Multi-Purpose Document Processing Tools

This repository contains four Python scripts for document processing:

JPG to Text Extractor: Extracts text from JPG images using Tesseract OCR.
DOCX Combiner: Combines multiple .docx files into a single document while preserving formatting.
JPG/PNG to TIFF Converter: Converts JPG and PNG images to TIFF format.
PDF to JPG Converter: Converts PDF files to JPG images.

Features

JPG to Text Extractor

Image Preprocessing: Adaptive thresholding and denoising using OpenCV.
Text Extraction: Utilizes Tesseract OCR to extract text from processed images.
GUI Interface: Easy folder selection for input and output directories.

DOCX Combiner

Combines Multiple DOCX Files: Merges multiple .docx files into a single document.
Preserves Formatting: Retains the original formatting of paragraphs and tables from the source documents.
GUI for File Selection: Utilizes a simple GUI for selecting the input files and output location.

JPG/PNG to TIFF Converter

Image Conversion: Converts JPG and PNG images to TIFF format.
GUI Interface: Easy folder selection for input and output directories.

PDF to JPG Converter

PDF to Image Conversion: Converts PDF files to JPG images.
GUI Interface: Easy folder selection for input and output directories.

Requirements

Python 3.x
python-docx
pytesseract
OpenCV
Pillow
Tkinter

Installation

Install Python: Ensure you have Python 3.x installed on your system.

Install Required Python Packages:

pip install pytesseract pillow opencv-python-headless python-docx

Install Tesseract OCR: Download and install Tesseract OCR from here.

Configuration

Update the tesseract_cmd variable in the JPG to Text Extractor and PDF to JPG Converter scripts to match the installation path of Tesseract OCR on your system:

pytesseract.pytesseract.tesseract_cmd = r'C:\Program Files\Tesseract-OCR\tesseract.exe'

Usage

JPG to Text Extractor

Clone the Repository:

git clone https://github.com/yourusername/document-processing-tools.git
cd document-processing-tools

Run the Script:
```
python jpg_to_text_extractor.py
```
Replace jpg_to_text_extractor.py with the actual name of your script file.
Select Folders:
- Use the GUI to select the input folder containing JPG images.
- Select the output folder where extracted text files will be saved.
Start Extraction: Click the "Start Extraction" button in the GUI to begin the process.

DOCX Combiner

Run the Script:
```
python docx_combiner.py
```
Replace docx_combiner.py with the actual name of your script file.
Select Files:
- Use the GUI to select the .docx files you want to combine.
- Select the location and name for the output file.
Combine and Save: The script will combine the selected .docx files into a single document and save it to the specified location.

JPG/PNG to TIFF Converter

Run the Script:
```
python jpg_png_to_tiff_converter.py
```
Replace jpg_png_to_tiff_converter.py with the actual name of your script file.
Select Folders:
- Use the GUI to select the input folder containing JPG and PNG images.
- Select the output folder where the converted TIFF images will be saved.
Start Conversion: Click the "Start Conversion" button in the GUI to begin the process.

PDF to JPG Converter

Run the Script:
```
python pdf_to_jpg_gui.py
```
Replace pdf_to_jpg_gui.py with the actual name of your script file.
Select Folders:
- Use the GUI to select the input folder containing PDF files.
- Select the output folder where the converted JPG images will be saved.
Start Conversion: Click the "Start Conversion" button in the GUI to begin the process.

Script Details

JPG to Text Extractor

`pre_process_image(image_path)`

Preprocesses the image to enhance OCR accuracy by applying adaptive thresholding and denoising.

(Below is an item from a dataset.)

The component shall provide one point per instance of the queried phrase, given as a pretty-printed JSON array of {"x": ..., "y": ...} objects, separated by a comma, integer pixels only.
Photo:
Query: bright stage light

`extract_text_from_jpgs(input_folder, output_folder)`

Processes each JPG image in the input folder, extracts text using Tesseract OCR, and saves the text to the output folder.

`select_folders()`

Launches a Tkinter-based GUI for selecting input and output folders and starting the text extraction process.

DOCX Combiner

`select_files()`

Launches a file dialog to select multiple .docx files for combining.

`append_paragraphs(target_document, source_document)`

Appends paragraphs from the source document to the target document, preserving formatting.

`append_tables(target_document, source_document)`

Appends tables from the source document to the target document, preserving formatting.

`combine_docx_files(file_paths, output_path)`

Combines the selected .docx files into a single document and saves it to the specified output path.

`main()`

The main function that orchestrates file selection, combining, and saving the combined document.

JPG/PNG to TIFF Converter

`convert_to_tiff(input_folder, output_folder)`

Converts JPG and PNG images in the input folder to TIFF format and saves them to the output folder.

`select_folders()`

Launches a Tkinter-based GUI for selecting input and output folders and starting the conversion process.

PDF to JPG Converter

`pre_process_image(image_path)`

Preprocesses the image to enhance OCR accuracy by applying adaptive thresholding and denoising.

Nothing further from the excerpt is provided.